Wednesday, October 18, 2006

What Are We Becoming?

I've keep most of my political views off of this blog. But the debate around whether or not we should grab people and torture them has seriously conflicted. The policies and ideals of the administration I voted in flies in the face of the training I received as a US Marine regarding the treatment of prisoners. The following quote sums up how I feel about the laws just voted on by our government:
The provisions of Bush's new torture law mean that Americans have lost the key, constitutional right on which Anglo-American criminal law (and criminal-law procedures in true democracies in general) is founded; that's the basic right of an individual to know why he or she is being apprehended and detained. Now, technically, as in Stalin's Soviet Union, Hitler's Germany, Mao's China or Pol Pot's Cambodia, anyone labeled an "enemy combatant" - again, by whom; by Bush? - can be whisked away and never heard from again. That kind of authority, in the hands of corrupt or untruthful politicians, may or may not be an effective tool in some kind of "war on terror," but it certainly can be a useful tool when it comes to silencing their opponents. (source)
I wonder if this would have been voted in this week if North Korea wasn't feeling a little squirrely. Our government loves to exploit our fears so they can gain power through chipping away at human rights.

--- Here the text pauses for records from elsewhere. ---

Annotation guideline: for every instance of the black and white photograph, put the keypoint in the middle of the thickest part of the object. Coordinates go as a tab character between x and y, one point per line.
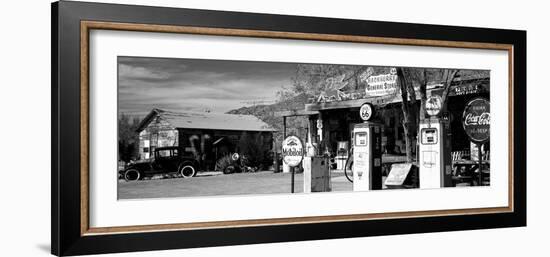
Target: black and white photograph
206	127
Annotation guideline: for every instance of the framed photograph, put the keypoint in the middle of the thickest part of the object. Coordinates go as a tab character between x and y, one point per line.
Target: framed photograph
179	128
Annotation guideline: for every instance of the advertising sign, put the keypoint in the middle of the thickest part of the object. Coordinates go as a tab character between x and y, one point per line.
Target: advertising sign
434	105
476	120
366	111
293	151
385	84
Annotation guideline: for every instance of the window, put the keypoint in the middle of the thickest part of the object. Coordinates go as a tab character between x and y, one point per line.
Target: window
429	136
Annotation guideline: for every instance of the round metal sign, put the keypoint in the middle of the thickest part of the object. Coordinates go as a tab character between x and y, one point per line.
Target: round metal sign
366	111
293	151
433	105
476	120
235	157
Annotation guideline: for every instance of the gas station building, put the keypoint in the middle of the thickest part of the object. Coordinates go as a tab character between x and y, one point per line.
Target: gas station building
333	117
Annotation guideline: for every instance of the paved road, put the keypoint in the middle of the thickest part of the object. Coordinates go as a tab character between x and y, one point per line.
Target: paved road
218	184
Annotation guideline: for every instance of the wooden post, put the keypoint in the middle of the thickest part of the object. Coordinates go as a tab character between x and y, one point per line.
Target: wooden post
480	163
292	180
284	127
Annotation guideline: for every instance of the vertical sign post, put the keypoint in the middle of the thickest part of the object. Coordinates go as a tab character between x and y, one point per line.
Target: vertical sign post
293	154
476	120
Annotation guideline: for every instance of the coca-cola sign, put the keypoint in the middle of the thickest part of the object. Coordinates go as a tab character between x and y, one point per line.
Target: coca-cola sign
476	120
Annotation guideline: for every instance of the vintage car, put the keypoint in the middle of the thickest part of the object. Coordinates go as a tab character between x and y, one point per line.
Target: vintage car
165	160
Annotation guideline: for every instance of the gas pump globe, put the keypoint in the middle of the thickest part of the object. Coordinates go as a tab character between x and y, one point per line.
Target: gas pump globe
367	153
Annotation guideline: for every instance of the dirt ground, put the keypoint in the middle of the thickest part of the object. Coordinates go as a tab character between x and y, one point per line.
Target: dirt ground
212	184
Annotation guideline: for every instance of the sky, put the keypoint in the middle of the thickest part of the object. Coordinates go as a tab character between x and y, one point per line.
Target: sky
195	84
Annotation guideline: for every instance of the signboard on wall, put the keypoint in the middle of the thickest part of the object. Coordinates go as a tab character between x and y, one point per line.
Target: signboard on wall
293	151
433	105
380	85
476	120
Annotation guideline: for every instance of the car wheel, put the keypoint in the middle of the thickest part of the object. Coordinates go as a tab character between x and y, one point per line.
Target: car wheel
132	175
187	171
229	169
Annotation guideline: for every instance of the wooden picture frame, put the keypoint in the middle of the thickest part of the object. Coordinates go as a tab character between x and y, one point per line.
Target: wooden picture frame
71	24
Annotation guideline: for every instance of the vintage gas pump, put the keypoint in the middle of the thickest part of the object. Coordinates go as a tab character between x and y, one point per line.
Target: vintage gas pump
434	148
367	152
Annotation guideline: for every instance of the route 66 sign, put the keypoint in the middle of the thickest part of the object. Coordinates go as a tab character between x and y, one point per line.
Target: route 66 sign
366	111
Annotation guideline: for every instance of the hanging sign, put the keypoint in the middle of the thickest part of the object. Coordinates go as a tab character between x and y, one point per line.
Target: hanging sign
380	85
366	111
476	120
293	151
433	105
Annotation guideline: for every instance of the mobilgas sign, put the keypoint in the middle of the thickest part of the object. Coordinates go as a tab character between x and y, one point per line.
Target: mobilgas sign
433	105
476	120
293	151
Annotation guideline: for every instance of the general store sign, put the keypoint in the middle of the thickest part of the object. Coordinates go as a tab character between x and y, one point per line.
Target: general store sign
293	151
476	120
381	85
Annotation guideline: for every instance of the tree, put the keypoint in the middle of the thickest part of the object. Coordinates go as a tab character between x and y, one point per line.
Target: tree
128	138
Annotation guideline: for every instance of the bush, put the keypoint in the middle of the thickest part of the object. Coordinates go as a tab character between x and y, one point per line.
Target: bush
223	162
251	147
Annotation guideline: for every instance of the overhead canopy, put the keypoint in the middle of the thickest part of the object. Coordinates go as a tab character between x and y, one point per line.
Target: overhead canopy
207	120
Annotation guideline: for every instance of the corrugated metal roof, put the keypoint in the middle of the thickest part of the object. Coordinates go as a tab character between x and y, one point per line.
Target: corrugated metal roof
209	120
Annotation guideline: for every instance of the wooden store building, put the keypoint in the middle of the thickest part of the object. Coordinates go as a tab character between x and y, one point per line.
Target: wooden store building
207	135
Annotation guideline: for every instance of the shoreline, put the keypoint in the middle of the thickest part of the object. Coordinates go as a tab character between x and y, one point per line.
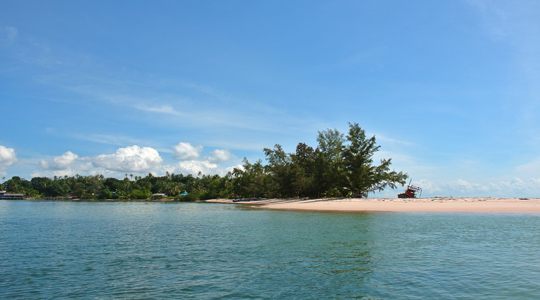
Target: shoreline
433	204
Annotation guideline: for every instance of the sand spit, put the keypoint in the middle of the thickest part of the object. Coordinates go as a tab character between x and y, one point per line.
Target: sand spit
435	204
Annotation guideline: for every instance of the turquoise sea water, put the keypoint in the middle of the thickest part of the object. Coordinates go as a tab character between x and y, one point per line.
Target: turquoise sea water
71	250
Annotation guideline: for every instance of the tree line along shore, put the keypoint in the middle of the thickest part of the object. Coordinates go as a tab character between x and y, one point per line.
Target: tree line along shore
339	166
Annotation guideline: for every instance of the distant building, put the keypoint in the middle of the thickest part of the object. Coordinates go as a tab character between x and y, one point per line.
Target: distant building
7	196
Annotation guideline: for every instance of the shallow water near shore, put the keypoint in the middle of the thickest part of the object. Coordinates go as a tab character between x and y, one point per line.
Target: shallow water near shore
128	250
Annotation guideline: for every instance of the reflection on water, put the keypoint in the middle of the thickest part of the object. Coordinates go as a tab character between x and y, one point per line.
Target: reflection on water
52	250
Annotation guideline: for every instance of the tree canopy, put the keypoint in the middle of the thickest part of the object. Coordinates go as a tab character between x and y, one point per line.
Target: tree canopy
340	166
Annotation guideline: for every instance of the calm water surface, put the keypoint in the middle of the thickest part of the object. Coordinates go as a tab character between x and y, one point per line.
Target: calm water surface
68	250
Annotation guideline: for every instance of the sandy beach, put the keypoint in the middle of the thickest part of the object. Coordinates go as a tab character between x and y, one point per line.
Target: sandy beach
435	204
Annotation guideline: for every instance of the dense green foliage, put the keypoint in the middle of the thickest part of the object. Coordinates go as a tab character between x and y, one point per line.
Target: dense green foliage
340	166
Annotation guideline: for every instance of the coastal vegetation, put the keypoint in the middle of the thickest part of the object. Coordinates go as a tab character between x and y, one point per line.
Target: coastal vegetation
340	166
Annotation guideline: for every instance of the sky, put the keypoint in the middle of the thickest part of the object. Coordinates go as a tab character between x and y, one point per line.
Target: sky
450	89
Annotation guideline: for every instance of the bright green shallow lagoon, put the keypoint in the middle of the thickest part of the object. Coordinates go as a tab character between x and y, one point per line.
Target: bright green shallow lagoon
68	250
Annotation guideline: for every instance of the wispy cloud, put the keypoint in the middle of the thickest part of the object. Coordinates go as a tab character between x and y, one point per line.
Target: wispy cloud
163	109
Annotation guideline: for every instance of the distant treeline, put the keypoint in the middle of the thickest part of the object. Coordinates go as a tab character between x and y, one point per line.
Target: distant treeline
340	166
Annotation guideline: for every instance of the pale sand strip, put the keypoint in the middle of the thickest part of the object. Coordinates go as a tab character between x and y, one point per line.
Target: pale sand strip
438	204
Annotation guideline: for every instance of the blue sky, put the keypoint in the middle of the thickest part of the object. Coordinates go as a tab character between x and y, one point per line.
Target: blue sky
450	89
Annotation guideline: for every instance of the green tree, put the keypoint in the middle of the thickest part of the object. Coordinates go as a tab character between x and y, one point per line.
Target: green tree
362	176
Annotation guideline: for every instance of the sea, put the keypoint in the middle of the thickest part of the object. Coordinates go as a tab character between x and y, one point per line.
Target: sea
152	250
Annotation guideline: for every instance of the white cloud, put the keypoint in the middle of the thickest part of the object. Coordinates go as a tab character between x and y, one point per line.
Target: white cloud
7	158
164	109
196	166
221	155
129	159
62	162
185	151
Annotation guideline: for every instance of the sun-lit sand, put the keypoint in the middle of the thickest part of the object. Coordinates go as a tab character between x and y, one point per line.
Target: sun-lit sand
435	204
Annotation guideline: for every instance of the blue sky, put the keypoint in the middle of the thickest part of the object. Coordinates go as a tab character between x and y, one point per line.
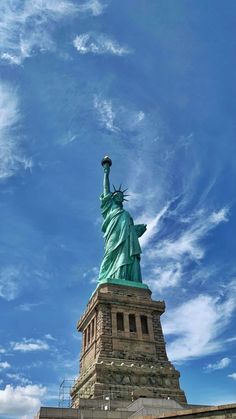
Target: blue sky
152	84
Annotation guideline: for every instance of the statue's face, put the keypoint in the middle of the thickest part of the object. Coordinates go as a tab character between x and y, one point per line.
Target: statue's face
118	197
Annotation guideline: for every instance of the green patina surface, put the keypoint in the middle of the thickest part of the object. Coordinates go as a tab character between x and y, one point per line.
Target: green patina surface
121	261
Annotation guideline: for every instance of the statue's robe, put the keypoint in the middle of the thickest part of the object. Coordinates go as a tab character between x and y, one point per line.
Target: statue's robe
122	249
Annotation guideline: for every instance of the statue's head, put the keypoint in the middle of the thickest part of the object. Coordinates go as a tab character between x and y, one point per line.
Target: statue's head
118	195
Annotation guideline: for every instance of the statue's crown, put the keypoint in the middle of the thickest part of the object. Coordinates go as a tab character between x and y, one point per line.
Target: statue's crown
120	191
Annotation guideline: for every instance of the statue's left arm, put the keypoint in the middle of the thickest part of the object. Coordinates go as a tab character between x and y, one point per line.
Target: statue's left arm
106	181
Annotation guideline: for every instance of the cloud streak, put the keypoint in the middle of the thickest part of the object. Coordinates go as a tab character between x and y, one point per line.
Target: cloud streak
9	283
196	325
219	365
30	345
27	27
12	158
21	400
99	44
116	118
174	253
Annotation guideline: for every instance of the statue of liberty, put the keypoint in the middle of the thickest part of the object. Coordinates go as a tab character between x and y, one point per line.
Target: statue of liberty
121	261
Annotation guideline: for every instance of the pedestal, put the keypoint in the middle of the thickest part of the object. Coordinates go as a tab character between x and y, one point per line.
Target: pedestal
123	355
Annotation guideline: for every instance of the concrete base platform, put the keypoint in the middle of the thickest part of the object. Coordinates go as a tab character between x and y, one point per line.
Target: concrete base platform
139	409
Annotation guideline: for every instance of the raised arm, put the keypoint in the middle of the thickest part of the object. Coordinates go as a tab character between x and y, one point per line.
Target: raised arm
106	163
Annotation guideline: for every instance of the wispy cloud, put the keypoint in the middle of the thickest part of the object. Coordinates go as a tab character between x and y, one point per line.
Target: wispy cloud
116	118
219	365
4	365
189	242
49	337
93	6
12	157
182	247
26	28
21	401
196	326
29	345
28	306
99	44
19	378
106	113
9	283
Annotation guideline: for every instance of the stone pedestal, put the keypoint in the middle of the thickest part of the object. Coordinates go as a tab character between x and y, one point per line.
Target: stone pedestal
123	354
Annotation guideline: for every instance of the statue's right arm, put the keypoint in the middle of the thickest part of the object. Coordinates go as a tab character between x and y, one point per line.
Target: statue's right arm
106	182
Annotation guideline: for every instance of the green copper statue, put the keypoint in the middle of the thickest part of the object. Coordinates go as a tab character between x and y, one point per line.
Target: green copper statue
121	261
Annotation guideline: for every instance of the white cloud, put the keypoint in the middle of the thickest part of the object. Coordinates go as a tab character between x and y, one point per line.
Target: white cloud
152	225
196	326
28	306
18	377
9	283
172	254
99	44
189	242
49	337
26	27
106	113
93	6
12	158
116	118
4	365
28	345
219	365
21	402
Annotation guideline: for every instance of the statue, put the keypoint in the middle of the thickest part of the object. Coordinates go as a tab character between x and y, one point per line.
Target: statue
121	260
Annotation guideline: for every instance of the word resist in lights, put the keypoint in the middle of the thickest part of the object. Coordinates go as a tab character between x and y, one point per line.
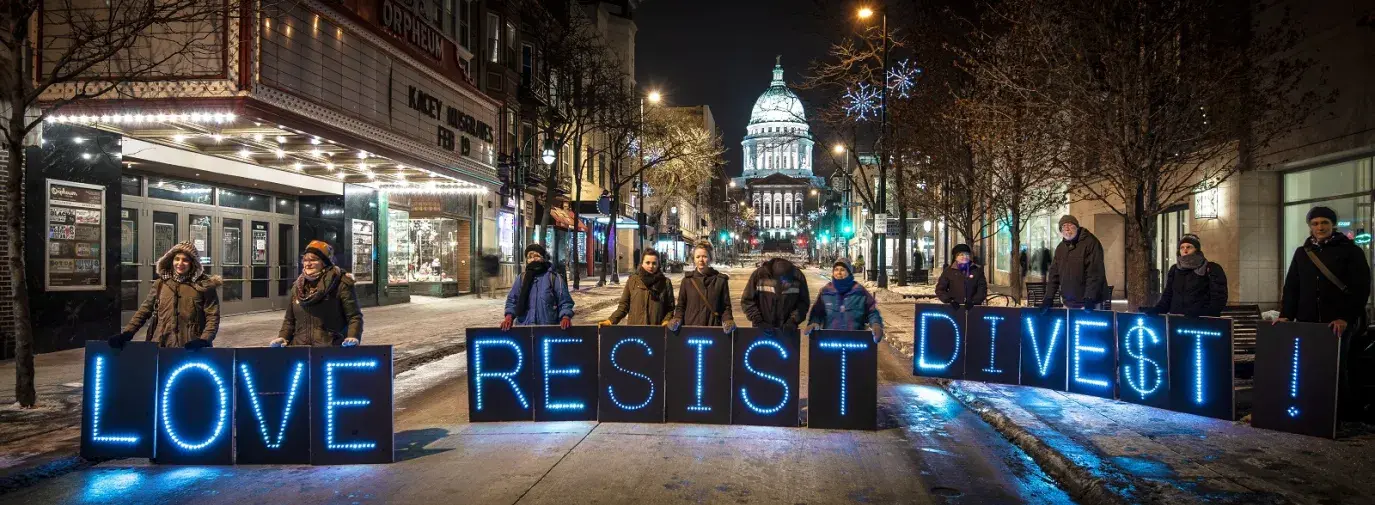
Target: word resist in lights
744	394
222	391
569	372
330	403
842	347
506	376
612	391
286	409
95	406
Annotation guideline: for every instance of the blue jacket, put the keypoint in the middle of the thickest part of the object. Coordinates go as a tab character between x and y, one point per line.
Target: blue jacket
549	300
851	311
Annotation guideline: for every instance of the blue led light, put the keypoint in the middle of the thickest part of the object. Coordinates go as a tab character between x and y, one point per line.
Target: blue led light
1042	365
1140	381
95	409
993	341
700	344
843	347
330	403
1078	325
506	376
569	372
744	394
257	407
921	352
612	391
222	392
1198	358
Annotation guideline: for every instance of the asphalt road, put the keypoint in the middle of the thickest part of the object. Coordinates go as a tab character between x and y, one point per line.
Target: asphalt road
928	450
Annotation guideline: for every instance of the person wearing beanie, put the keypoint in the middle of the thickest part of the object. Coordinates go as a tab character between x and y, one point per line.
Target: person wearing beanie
323	310
539	295
182	308
1077	270
844	304
963	282
1194	285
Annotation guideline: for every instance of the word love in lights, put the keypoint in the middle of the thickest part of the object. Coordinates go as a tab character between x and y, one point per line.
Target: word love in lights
217	406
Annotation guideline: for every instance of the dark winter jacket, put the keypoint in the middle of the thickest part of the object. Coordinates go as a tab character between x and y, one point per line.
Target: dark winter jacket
957	286
704	299
645	306
1077	271
1311	297
1190	293
772	302
179	310
326	321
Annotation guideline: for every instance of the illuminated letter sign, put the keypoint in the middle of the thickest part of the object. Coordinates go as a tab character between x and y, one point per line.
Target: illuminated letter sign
117	402
938	341
697	376
1295	379
631	374
499	374
1044	350
567	373
766	377
351	409
993	350
195	396
843	380
271	416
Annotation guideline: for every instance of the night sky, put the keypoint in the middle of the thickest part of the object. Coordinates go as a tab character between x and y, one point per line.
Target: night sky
721	54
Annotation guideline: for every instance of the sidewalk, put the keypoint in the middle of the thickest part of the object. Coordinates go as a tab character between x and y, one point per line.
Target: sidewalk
1108	452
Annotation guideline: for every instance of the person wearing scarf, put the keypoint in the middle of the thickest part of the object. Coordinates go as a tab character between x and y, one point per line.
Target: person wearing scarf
844	304
648	297
323	310
539	296
1194	285
963	282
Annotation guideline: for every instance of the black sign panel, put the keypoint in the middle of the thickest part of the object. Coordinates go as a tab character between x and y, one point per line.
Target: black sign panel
842	380
631	374
351	405
766	373
272	410
565	373
1044	348
1092	354
501	379
118	401
195	402
1143	359
1201	366
697	376
994	348
1295	379
939	341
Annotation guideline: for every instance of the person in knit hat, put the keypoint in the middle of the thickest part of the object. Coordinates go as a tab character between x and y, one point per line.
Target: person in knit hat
963	282
323	310
1194	285
182	308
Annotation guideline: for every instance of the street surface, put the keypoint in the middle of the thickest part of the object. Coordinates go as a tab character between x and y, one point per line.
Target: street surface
928	450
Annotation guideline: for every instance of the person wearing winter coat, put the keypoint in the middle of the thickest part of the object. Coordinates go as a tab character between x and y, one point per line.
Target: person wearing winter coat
1077	269
539	296
648	297
776	296
844	304
963	282
1194	285
323	310
182	308
704	295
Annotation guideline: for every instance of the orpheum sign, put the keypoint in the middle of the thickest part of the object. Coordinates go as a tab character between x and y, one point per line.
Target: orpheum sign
414	22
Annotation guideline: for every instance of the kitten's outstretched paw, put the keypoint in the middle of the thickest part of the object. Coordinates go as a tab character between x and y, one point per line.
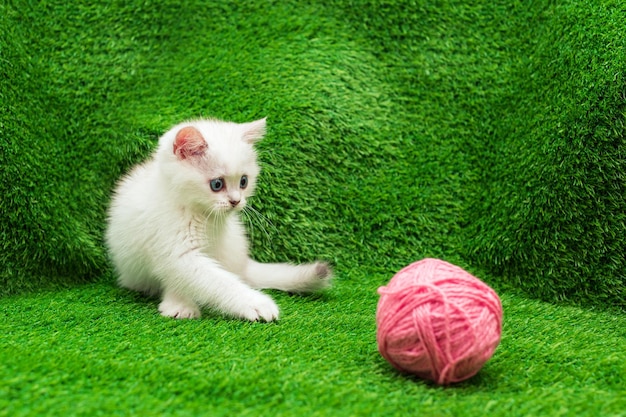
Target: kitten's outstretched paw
176	310
261	308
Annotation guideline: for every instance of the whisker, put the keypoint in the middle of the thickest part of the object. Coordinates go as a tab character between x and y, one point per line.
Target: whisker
261	221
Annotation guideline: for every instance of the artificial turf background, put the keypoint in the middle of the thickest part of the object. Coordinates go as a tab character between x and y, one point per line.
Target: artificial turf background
489	134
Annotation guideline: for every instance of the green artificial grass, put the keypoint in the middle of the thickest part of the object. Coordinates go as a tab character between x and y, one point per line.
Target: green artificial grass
99	350
489	134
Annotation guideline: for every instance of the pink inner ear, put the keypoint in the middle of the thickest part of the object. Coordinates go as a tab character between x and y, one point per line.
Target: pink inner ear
189	143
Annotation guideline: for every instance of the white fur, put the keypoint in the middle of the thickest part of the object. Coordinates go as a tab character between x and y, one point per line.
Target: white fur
170	234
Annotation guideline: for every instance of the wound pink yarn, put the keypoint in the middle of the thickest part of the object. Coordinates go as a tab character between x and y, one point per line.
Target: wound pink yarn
437	321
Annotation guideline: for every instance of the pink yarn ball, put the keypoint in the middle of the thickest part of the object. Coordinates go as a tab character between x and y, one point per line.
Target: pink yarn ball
437	321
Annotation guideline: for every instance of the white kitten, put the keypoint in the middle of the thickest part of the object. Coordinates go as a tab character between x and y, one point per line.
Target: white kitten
174	226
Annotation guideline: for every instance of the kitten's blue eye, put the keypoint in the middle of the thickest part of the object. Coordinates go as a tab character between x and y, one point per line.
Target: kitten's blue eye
217	184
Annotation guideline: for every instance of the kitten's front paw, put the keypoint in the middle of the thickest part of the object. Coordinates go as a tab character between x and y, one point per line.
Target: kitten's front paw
261	307
319	277
178	310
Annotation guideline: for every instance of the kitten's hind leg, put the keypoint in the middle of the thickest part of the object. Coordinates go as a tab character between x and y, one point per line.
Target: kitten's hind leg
177	306
287	277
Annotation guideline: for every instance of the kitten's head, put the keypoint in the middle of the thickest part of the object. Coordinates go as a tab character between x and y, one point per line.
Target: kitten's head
210	164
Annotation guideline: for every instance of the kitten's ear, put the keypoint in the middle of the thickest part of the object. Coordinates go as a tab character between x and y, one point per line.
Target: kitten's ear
254	131
189	143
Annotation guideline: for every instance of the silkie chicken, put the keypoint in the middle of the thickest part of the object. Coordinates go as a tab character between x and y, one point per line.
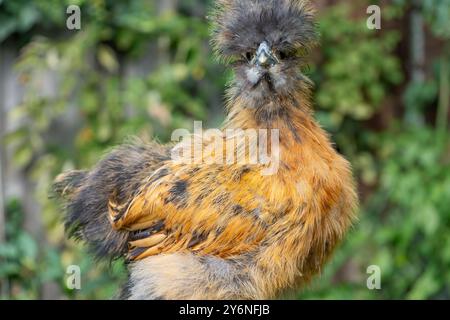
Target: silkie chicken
226	231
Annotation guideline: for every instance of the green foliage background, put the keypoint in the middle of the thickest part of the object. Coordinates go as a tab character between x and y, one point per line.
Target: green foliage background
402	165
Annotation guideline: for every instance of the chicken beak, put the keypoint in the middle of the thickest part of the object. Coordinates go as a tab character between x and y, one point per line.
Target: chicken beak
264	56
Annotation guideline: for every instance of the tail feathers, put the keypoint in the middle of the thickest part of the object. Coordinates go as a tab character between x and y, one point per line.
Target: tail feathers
86	195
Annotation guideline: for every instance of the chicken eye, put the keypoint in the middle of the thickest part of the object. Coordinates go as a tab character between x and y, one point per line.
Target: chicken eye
248	56
282	54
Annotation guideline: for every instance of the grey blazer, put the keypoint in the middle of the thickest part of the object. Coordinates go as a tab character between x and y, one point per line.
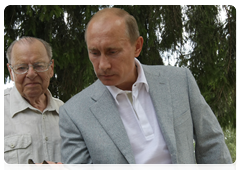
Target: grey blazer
94	137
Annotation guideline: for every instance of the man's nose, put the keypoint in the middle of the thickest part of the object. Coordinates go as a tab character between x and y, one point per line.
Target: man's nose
31	73
104	63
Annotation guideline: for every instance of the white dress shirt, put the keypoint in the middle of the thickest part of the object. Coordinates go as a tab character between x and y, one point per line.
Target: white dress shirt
28	132
139	118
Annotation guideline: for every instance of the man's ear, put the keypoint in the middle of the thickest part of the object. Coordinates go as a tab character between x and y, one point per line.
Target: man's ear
138	46
11	72
52	68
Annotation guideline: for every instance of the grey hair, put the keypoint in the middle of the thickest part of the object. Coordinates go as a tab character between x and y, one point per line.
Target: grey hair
28	40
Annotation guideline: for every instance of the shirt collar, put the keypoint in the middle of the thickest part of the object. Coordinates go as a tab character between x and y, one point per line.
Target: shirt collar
18	103
140	80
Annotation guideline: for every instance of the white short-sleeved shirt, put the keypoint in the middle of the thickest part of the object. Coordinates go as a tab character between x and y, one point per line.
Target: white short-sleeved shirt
28	132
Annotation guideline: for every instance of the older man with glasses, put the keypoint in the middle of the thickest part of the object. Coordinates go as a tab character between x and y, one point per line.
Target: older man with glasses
30	112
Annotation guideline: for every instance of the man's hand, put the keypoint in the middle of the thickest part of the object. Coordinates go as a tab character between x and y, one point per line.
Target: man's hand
55	166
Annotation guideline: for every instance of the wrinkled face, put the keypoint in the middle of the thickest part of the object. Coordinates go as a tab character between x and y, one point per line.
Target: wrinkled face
31	84
111	52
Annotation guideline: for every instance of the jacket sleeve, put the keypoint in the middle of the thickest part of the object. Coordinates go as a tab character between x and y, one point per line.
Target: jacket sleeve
210	148
74	152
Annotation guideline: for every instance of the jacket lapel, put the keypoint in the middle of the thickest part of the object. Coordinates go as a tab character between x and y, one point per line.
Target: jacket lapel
161	97
106	112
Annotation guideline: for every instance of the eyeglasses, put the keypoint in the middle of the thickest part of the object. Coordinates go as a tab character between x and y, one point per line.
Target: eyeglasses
23	68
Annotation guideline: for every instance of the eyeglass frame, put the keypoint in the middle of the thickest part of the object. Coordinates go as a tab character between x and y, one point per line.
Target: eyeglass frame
29	65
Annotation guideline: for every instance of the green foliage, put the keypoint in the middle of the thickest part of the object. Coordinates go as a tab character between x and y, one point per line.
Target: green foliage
231	139
213	57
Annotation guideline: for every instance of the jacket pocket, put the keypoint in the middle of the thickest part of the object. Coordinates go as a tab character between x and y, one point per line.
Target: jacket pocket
16	150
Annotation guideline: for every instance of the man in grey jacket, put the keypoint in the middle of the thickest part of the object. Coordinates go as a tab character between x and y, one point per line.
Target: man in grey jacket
136	116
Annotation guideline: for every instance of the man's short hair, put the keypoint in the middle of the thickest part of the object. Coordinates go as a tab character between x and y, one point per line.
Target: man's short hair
131	23
29	40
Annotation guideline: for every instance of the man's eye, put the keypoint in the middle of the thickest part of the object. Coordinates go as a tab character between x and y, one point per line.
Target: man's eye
39	66
21	68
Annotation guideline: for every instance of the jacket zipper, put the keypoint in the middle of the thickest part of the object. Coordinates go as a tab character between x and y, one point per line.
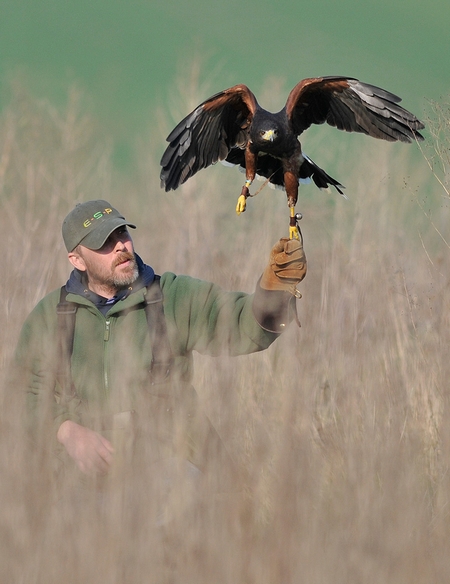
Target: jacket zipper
105	366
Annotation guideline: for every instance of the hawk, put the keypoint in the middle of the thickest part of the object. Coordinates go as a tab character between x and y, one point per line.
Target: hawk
231	126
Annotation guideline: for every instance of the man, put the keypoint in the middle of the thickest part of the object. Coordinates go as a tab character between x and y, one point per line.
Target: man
118	364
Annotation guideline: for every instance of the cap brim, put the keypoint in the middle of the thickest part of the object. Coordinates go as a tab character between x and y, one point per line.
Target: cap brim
96	239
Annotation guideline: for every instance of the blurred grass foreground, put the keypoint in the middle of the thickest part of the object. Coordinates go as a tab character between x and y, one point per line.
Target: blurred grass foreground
340	431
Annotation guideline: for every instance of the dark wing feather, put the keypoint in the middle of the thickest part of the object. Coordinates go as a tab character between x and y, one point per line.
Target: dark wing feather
347	104
272	168
207	134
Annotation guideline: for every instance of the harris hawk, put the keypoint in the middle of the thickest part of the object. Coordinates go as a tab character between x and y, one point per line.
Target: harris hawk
231	126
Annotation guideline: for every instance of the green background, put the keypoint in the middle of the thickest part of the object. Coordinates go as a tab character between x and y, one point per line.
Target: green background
126	55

I always hear people say that our country is founded on Christian ideals. It sure would be nice to if our government would actually practice those ideals.

Sorry, I'm just a little grumpy from being herded through the cattle lines set up at airport security (as I sit here, I'm being told over a loud speaker that this airport is operating at a heightened level of security so my toothpaste or deoderant may be the cause of the line backing up).

I'll feel better when I get home to my wife.

1 comment:

Jeff T. said...

I'm totally with you, dude.

I feel like most people are failing to recall the old addage "Absolute power corrupts absolutely". The implication is that too much power is a bad thing - it doesn't matter if the person wielding it is good or bad. For example, nobody ever raves about somebody being "a good dictator".

Why is the Evangelical community overwhelmingly silent on this??? Apparently we care more about being able to display the Ten Commandments than we do about justice.